Idea – More Efficient Highway Lighting

Here’s an idea that could be widely used:
Self power generating highway streetlights.

Whilst driving along the freeway one night in Austin I realized everything was darker than usual. Apparently a large section of freeway had the overhead lights turned off.

Suddenly I realized, “I drive by this freeway every day and never consciously noticed the whole thing was beautifully lighted the whole way.” I looked ahead and saw literally hundreds of tall, light posts illuminating the freeway, and my first thought was, “I wonder what the electricity bill is like?”

*Notice: I’m simply theorizing here. I’m sure all you smart alecs out there can poke huge holes in the feasibility of this plan…it’s just a thinking excercise.

A typical freeway system will have hundreds of these high-output lights populating urban lengths of road:

In an effort to save on the massive electricity costs, it would be cool if these tall posts could take a hint from those widely available solar garden lights you can buy at any store:

A quick Googling of something similar reveals that solar light posts do exist. However they generally run off L.E.D. lights and are not very bright.

Even better would be to have a wind energy component since the lights are generally very tall and must catch a lot of wind. This “city-turbine” (which is in actual use already and can be readily purchased) spins no matter which directing the wind blows from:

These are compact enough to where they could fit nicely atop a pole, something like this:


(Please excuse my poor, non-scaled Photoshop rendering)

Not only would the turbine create energy to operate off, but it would most likely create an excess amount of energy which could be put back into the power grid for a profit.

Obviously a self-generating light pole would cost more money upfront, but the longterm benefits could offset those costs in the long run. It would also be great for more remote areas without access to the main power grid.

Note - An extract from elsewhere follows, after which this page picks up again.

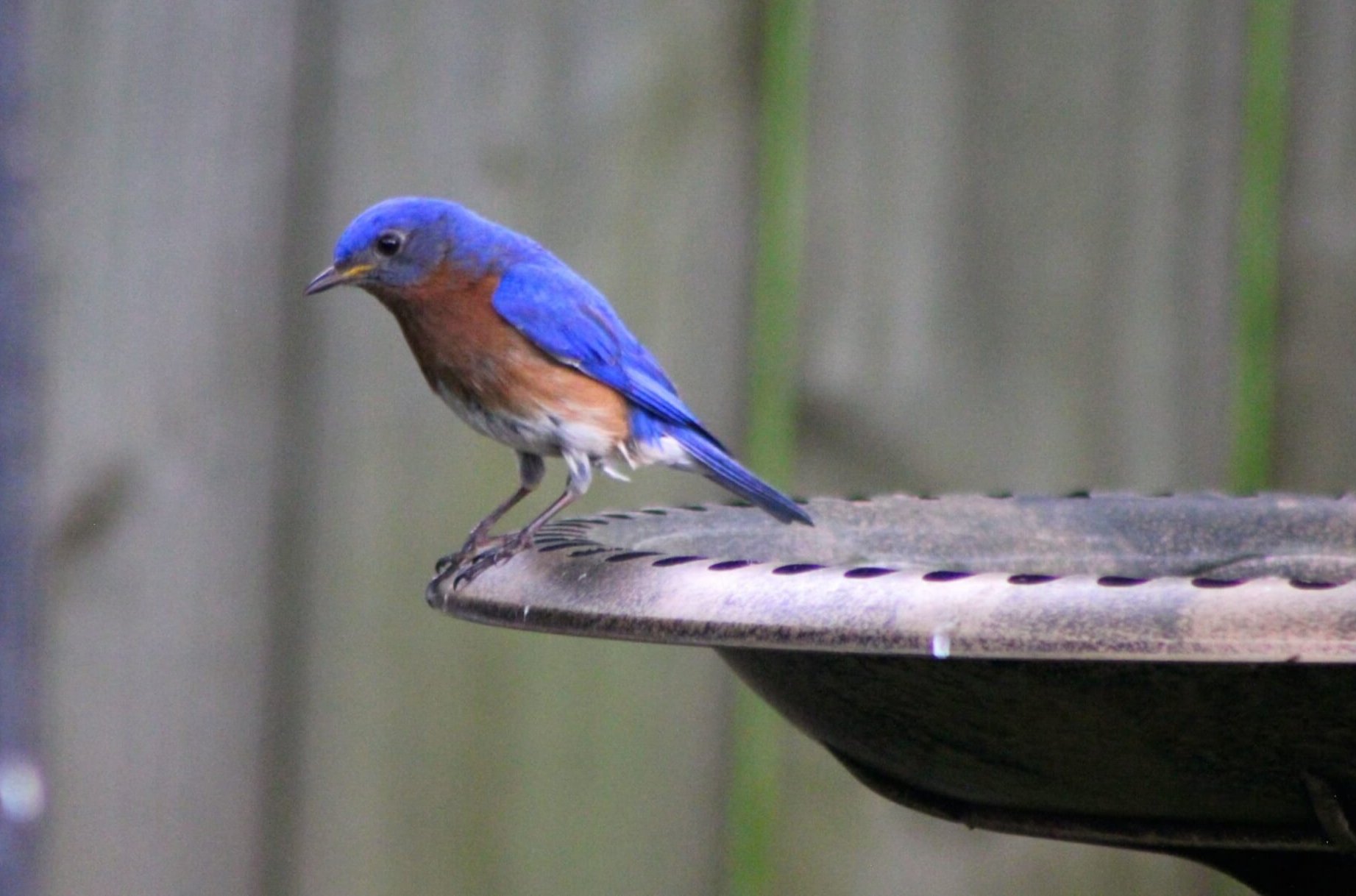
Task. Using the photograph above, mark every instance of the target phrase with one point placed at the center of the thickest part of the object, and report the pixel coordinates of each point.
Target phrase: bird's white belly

Blog posted on: October 30, 2008

13 comments on “Idea – More Efficient Highway Lighting

  1. Anonymous

    I’m fairly sure most places have a solar type system to save energy. How do you think the lights come on when it gets dark, theres not a light switch that the power company just flips on at night time.

    In my town theres a system where instead of just keeping all street lights on at max brightness, every other light is bright and the others are dim, then after a while the dim ones brighten and the bright ones dim. etc

    Reply
  2. Peter Cooper

    One idea I’ve heard being considered is lights that are only on when there’s traffic nearby. Only citation I could find all this time later is here

    Given that the infrastructure is already in place, I suspect converting to solar en masse would not be very cost effective in the short/mid term (even if it would be in the long term).

    I have seen many road signs using solar panels though. Mostly temporary ones or automated speed reminders.

    Reply
  3. Anonymous

    The last thing you want to install on countless street lights is a moving part. The maintenance would eliminate any gains.

    The size of a solar/battery stand alone system to power a street light for 12 hours would not be small. It needs to be grid connected for redundancy anyway.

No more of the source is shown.